Marco Goecke vermittelt nicht nur, er umspielt den spröden Text. Die fluxen Bewegungen der Akteure, skurrile Details und eine triebhafte Rastlosigkeit bilden einen Gegenpol zu dessen Verkopftheit und Skeptizismus. Die spartanische Bühne Heiko Mönnichs wird über zwei Seiten und einen toten Winkel erreicht, hartes Licht von oben modelliert die Muskeln von Tänzerinnen und Tänzern.
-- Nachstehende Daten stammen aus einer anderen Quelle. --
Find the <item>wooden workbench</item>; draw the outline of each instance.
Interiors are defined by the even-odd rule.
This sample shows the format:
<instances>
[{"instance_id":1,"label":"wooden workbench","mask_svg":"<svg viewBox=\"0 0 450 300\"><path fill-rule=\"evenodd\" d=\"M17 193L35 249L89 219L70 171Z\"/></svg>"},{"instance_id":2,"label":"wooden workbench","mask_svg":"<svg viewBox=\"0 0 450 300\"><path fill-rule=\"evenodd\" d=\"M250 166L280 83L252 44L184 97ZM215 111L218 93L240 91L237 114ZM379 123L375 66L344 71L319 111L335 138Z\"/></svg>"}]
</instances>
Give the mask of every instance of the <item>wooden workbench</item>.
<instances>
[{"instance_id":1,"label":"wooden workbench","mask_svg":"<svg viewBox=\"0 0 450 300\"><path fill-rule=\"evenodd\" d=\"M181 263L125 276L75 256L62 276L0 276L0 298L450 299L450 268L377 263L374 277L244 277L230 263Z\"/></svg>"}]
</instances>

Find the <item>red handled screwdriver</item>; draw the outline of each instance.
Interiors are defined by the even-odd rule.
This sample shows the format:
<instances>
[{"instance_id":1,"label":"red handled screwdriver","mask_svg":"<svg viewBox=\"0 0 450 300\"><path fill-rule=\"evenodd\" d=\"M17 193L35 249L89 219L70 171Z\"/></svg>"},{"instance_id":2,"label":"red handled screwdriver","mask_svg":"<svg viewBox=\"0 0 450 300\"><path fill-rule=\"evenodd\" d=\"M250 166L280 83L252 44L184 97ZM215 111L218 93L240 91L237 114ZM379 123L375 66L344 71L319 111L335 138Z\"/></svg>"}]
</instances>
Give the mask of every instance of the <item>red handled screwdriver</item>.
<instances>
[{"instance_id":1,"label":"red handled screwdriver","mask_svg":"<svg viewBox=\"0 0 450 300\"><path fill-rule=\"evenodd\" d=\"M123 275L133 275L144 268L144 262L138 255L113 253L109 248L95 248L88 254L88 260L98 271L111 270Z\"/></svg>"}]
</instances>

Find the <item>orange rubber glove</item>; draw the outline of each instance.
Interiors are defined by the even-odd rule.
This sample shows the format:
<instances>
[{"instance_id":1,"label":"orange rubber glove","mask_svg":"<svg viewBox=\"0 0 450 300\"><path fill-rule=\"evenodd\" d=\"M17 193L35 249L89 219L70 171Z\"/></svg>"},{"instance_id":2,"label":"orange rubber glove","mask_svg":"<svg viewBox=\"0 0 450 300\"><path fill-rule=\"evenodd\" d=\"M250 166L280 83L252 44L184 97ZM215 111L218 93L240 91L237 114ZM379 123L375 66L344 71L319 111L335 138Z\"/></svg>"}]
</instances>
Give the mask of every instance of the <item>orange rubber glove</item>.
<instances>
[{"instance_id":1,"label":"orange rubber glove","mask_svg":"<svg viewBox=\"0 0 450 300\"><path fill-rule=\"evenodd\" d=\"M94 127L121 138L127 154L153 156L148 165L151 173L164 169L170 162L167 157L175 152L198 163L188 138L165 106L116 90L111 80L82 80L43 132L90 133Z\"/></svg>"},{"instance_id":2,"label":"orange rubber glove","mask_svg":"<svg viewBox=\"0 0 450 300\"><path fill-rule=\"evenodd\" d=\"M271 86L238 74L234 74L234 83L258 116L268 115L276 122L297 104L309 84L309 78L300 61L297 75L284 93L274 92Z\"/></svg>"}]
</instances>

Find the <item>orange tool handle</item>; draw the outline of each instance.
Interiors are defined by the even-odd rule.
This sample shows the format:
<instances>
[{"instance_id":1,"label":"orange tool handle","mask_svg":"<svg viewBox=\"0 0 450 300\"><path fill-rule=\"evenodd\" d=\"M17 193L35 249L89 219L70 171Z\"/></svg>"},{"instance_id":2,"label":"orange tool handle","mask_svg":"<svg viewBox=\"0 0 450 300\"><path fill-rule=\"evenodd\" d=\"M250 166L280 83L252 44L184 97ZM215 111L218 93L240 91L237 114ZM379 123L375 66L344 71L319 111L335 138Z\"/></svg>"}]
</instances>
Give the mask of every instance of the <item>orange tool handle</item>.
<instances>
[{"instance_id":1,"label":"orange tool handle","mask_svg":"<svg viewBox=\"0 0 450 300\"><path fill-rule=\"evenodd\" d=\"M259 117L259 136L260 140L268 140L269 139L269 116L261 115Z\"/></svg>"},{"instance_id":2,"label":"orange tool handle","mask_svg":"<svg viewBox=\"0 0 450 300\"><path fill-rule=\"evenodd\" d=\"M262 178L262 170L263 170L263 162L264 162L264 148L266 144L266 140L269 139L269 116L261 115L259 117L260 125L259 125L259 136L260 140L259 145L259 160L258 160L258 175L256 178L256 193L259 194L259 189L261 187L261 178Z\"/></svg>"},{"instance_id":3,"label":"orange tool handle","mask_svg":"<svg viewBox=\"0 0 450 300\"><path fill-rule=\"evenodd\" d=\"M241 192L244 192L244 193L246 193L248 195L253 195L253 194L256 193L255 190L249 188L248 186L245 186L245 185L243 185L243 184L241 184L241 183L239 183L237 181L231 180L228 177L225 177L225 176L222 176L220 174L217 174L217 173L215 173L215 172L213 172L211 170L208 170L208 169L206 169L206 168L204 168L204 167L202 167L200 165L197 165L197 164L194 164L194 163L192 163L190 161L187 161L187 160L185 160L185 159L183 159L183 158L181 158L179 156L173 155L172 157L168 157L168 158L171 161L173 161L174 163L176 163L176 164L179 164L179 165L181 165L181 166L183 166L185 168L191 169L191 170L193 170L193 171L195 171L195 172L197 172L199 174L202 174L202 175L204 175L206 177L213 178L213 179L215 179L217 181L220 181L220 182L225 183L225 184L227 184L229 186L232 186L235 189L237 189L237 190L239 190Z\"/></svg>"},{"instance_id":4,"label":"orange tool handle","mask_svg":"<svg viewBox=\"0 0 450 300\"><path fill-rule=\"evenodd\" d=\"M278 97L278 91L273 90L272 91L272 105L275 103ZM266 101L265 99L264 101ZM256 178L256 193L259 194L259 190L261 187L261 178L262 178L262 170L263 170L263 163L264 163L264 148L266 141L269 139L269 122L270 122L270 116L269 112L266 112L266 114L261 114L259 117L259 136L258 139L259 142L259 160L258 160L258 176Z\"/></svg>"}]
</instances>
Marco Goecke holt die Suggestionskraft hervor, die ihn ihnen steckt: Scheinbar ohne Kopf läßt er sie gehen oder die Finger irritierend wie Nesseln eines Korallentieres züngeln läßt.
Ich rechne "Schattengänger" zu der innovativsten und gelungensten Tanzabenden, die in den letzten Jahren im Kleinen Haus des Braunschweiger Staatstheaters vor das Publikum kamen.
Weitere Aufführungen sind für Mittwoch den 17. Mai und für den Monat Juni angesetzt.